31 C
Jakarta
8 Desember 2024, 18:07 PM WIB

Ajak Selalu Bersyukur, Paling Sedih Menyaksikan Pasien Sekarat

Selama 14 hari menjalani isolasi di rumah sakit, Ngatiman, 63, mendapat banyak pengalaman berharga. Ia menyaksikan orang berjuang mempertahankan hidup akibat Covid-19.

 

MAULANA SANDIJAYA, Tabanan

SETIAP batuk dada Ngatiman terasa sakit. Napasnya juga tersengal-sengal. Wajah pria 63 tahun itu pucat pasi.

Ia terbaring pasrah di bad ruang UGD salah satu rumah sakit di Kabupaten Tabanan. Istri, anak, dan menantunya terus berdoa agar sang ayah kuat.

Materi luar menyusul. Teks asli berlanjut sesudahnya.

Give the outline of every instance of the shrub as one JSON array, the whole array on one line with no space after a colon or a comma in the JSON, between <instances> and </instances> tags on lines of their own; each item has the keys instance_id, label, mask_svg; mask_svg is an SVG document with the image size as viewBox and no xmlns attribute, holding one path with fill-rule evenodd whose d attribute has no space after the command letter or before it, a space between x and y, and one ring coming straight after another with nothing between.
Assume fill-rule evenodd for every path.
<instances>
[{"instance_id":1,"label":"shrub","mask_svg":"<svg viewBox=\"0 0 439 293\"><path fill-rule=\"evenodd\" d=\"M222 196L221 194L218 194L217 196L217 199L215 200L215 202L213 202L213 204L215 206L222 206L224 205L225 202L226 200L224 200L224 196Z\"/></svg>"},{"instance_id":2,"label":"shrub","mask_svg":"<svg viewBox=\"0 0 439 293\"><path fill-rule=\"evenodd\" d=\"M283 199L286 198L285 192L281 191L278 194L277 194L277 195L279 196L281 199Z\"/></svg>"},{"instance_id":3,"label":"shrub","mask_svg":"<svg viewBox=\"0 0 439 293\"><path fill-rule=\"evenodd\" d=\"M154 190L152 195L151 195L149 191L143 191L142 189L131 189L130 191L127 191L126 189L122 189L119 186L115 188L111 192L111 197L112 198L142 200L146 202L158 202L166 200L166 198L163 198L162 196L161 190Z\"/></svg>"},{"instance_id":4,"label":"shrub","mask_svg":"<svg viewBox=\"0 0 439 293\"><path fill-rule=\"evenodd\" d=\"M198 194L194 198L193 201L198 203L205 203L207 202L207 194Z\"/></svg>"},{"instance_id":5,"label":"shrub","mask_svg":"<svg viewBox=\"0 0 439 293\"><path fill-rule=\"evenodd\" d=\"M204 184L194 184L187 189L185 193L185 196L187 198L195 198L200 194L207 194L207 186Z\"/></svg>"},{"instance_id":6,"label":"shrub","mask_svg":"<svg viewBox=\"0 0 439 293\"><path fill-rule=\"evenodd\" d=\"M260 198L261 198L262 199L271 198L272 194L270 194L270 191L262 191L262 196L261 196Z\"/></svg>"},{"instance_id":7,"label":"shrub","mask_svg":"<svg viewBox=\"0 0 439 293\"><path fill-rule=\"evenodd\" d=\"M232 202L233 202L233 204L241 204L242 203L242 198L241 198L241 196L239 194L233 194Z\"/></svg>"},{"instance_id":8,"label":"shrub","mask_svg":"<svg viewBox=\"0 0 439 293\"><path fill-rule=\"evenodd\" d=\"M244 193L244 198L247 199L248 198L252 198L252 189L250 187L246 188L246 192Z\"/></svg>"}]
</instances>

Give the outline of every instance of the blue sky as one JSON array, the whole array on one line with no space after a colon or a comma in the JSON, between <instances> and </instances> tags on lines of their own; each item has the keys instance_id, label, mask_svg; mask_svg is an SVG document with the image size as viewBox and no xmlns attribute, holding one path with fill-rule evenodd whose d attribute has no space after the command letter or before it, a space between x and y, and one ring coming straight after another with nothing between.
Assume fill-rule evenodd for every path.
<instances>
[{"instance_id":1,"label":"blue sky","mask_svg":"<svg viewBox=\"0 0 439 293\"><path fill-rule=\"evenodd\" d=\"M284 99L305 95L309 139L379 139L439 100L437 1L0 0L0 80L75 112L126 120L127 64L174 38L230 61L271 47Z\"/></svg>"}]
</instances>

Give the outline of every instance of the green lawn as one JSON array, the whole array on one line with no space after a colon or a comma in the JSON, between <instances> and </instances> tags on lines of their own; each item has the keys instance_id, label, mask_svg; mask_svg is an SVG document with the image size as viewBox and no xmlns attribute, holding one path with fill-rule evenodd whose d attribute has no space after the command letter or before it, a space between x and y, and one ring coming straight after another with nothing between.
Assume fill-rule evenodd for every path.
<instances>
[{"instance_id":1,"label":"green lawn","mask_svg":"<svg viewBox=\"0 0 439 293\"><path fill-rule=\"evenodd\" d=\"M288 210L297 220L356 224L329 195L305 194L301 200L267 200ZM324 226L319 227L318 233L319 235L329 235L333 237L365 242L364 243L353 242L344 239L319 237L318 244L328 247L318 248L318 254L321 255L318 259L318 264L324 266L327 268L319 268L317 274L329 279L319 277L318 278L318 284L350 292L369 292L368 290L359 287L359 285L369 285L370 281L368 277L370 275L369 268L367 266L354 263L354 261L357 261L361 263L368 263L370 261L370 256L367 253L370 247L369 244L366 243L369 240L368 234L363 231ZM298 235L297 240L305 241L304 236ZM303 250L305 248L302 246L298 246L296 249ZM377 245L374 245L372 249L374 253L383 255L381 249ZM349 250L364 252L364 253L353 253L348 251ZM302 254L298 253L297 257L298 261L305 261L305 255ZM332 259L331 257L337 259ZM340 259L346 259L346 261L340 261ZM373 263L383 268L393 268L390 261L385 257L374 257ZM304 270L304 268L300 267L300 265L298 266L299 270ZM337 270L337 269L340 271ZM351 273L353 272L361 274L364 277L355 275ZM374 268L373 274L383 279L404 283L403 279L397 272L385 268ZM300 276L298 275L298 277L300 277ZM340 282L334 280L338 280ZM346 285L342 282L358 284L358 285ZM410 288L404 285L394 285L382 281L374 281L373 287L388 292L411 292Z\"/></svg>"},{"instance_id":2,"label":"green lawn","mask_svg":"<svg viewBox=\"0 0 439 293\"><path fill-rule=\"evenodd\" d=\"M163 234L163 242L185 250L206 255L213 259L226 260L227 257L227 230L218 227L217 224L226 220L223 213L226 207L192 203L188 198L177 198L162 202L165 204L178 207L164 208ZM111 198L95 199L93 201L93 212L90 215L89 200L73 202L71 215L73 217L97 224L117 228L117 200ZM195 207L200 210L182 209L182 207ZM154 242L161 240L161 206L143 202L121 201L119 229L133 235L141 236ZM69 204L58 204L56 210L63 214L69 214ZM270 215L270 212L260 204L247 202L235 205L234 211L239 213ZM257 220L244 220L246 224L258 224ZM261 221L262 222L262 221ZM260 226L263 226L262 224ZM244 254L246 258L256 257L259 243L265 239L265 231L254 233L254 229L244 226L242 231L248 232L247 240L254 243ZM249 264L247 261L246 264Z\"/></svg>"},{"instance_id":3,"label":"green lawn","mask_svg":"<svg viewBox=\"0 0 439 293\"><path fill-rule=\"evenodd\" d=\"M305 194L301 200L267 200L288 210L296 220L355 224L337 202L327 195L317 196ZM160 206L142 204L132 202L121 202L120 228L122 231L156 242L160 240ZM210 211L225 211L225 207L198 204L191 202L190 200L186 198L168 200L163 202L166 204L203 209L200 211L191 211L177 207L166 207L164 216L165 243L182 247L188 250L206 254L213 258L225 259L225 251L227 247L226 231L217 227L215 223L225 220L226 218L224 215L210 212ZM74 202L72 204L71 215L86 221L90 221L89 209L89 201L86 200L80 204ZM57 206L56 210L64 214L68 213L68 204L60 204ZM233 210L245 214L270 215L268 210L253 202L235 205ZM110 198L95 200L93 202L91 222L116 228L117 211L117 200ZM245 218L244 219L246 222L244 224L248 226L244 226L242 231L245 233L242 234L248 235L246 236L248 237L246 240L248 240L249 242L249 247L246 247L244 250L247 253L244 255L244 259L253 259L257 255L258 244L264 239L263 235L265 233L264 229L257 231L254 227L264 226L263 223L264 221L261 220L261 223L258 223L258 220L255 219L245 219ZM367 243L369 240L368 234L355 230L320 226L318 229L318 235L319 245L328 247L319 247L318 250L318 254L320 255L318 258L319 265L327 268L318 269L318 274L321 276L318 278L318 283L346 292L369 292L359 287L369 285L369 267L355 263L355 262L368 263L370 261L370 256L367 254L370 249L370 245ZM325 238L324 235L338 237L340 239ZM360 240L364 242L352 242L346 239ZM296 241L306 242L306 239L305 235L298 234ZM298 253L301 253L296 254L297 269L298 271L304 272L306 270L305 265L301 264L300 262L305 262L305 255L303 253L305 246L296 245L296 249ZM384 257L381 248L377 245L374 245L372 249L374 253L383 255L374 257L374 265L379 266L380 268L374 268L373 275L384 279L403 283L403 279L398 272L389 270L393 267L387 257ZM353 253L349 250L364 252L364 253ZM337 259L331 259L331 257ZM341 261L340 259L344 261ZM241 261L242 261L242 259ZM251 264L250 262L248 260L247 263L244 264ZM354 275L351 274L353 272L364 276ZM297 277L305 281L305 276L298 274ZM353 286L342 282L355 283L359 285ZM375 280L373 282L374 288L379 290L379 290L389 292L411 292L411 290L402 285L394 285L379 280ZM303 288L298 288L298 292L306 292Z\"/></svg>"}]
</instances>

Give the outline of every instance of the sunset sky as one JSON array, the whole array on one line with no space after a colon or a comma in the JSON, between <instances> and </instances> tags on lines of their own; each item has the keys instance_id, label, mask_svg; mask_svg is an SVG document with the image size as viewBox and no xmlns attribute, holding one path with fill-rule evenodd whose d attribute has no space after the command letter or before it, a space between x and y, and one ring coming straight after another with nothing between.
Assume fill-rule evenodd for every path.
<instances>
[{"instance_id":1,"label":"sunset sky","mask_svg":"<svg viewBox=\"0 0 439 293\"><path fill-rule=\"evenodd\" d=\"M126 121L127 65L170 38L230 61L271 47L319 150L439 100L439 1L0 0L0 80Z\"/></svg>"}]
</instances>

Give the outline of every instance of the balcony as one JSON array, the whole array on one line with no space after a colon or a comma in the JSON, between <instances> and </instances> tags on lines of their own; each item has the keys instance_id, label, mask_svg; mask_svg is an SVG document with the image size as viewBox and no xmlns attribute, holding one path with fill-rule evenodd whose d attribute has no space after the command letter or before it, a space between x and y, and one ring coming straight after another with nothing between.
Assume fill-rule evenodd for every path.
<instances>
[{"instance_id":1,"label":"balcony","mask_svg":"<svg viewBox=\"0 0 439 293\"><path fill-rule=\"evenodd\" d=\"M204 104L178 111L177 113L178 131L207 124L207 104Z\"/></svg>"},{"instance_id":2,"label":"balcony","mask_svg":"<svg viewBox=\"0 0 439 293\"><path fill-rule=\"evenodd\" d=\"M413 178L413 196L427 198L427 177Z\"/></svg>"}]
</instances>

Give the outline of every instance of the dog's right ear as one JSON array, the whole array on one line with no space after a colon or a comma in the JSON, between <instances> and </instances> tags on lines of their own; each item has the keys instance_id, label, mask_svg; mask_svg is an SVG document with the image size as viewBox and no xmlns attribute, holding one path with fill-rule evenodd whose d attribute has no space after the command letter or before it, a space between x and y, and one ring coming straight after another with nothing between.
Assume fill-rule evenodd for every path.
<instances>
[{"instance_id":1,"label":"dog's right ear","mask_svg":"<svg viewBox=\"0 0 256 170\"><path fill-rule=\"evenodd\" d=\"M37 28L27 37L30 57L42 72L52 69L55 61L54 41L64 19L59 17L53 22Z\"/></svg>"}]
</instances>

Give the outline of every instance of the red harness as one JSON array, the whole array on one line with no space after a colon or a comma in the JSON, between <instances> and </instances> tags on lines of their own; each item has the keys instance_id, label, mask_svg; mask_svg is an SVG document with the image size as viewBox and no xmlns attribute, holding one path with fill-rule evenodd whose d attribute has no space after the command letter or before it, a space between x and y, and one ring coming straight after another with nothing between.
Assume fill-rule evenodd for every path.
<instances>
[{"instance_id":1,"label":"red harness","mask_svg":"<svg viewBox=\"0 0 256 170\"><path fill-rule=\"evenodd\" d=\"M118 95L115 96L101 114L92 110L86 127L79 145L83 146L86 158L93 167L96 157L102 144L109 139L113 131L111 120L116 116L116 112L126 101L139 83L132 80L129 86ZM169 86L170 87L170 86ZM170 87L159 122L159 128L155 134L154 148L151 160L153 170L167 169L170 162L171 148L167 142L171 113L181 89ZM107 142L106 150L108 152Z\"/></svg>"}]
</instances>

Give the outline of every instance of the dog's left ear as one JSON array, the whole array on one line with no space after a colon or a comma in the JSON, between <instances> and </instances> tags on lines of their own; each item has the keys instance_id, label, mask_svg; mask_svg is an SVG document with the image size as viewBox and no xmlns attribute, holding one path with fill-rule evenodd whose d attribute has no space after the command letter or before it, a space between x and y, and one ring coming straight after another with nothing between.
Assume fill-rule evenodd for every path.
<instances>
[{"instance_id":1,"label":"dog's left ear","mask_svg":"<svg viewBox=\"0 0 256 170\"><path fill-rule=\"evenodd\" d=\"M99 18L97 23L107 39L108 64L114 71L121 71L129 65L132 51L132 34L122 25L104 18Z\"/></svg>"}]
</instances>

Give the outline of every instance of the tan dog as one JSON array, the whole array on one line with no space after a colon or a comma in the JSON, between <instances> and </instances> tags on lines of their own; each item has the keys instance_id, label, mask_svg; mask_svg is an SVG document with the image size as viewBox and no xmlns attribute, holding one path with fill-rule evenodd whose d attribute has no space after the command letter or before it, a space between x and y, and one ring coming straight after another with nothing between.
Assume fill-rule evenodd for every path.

Tidak lama kemudian hasil rontgen Ngatiman keluar. Dokter jaga memanggil anak Ngatiman.

“Banyak flek putih pada paru-paru Pak Ngatiman. Dan, berdasar hasil swab, Pak Ngatiman positif Covid-19,” ujar dokter jaga dengan pakaian alat pelindung diri (APD) lengkap itu.

Dokter lantas menunjukkan hasil rontgen kepada anak Ngatiman. Flek putih di paru-paru Ngatiman seperti bercak yang menempel.

“Melihat kondisi Pak Ngatiman, maka harus diisolasi,” imbuh dokter. Setelah rapat darurat keluarga, Ngatiman akhirnya setuju diisolasi.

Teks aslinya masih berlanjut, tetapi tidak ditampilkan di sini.